Was für eine kreative, vielseitige Geschichte! Herr Kerry kann sich doch glücklich schätzen, sie fortsetzen zu dürfen. Sollte man meinen! Stattdessen reagiert Herr Kerry jedoch -wie die meisten Sechstklässler auch- mit Unwillen, sich an die Vorgaben zu halten. Zitat Kerry: "Bush went to war the wrong way - I voted for the right way". Übersetzung: "Der Anfang ist doof!". Da er Godzilla nicht auftreten lassen kann, wird sein Ende dann wohl dann entsprechend lieblos. Beispiel: "Lynndie setzte Saeed vor einem Haus ab. Auf dem Haus stand eine Tafel mit dem Wort 'UN'. 'Die kümmern sich um alles!', rief Lynndie. Sam und Lyndie fuhren weg. Dann schliefen sie, dann frühstückten sie. ENDE" Wollen wir also hoffen, dass Herr Bush seine wundersame Geschichte im November selber weiterschreibt und Kerry nicht ans Ruder beziehungsweise den Griffel kommt.

Was haben wir also gelernt? Fortsetzungsromane sind Ausdruck der arbeitsteiligen Gesellschaft. Der Anfang sollte jedoch von der fortsetzenden Person immer selbstgewählt sein. Ist dies nicht der Fall, ist das Gesamtergebnis selten zufriedenstellend. Warum wird letzteres Modell jedoch in Deutschen Schulen praktiziert? Ist es, um die Schüler auf ein entmenschlichtes System vorzubereiten, in dem die Identifikation mit dem Objekt aller Anstrengungen nicht oder kaum stattfindet? (siehe Marx)
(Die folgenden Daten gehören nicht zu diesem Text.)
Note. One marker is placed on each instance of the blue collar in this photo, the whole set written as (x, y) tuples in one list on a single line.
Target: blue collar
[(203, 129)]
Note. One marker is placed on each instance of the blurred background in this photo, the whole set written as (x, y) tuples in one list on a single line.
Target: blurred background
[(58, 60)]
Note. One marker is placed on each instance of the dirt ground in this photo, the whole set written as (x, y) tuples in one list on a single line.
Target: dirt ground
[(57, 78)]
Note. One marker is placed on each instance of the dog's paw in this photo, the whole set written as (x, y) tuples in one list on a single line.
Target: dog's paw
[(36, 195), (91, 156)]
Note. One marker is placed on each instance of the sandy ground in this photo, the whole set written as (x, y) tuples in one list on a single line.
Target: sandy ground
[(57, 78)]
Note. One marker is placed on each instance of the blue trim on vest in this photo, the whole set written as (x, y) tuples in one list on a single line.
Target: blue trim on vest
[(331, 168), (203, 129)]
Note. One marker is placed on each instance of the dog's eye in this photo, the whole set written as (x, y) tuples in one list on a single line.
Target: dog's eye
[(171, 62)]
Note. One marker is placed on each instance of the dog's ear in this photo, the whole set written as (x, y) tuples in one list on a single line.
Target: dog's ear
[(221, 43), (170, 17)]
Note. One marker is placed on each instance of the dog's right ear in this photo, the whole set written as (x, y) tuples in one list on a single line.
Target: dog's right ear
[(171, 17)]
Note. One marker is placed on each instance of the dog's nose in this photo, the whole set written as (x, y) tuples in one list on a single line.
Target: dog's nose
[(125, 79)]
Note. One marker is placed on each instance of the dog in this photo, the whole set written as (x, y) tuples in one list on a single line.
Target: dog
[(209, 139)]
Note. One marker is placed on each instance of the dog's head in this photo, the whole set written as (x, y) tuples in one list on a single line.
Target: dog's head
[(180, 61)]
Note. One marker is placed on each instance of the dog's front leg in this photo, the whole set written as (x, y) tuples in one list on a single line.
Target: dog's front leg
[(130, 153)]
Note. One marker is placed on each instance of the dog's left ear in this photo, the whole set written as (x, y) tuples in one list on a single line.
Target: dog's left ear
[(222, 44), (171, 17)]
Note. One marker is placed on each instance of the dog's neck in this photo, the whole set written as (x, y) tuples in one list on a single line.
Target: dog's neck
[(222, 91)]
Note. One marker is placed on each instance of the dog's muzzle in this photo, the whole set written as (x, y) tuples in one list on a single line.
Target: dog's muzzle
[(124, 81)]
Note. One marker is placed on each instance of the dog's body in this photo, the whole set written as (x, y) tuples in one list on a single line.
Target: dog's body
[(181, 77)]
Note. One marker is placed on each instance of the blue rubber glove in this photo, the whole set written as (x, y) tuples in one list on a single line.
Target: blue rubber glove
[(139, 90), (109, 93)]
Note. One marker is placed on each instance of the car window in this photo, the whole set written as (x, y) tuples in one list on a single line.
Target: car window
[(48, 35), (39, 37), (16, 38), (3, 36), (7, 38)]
Anstatt hier eine Antwort zu präsentieren oder eine Lösung des Problems auch nur anzureißen, will ich Herrn Lutterbüse das Schlusswort haben lassen:

"Seit geraumer Zeit suche ich Eindrücke [andere MCs], die mich beschäftigen [biten], in Verse [Rhymes] zu fassen [dissen]."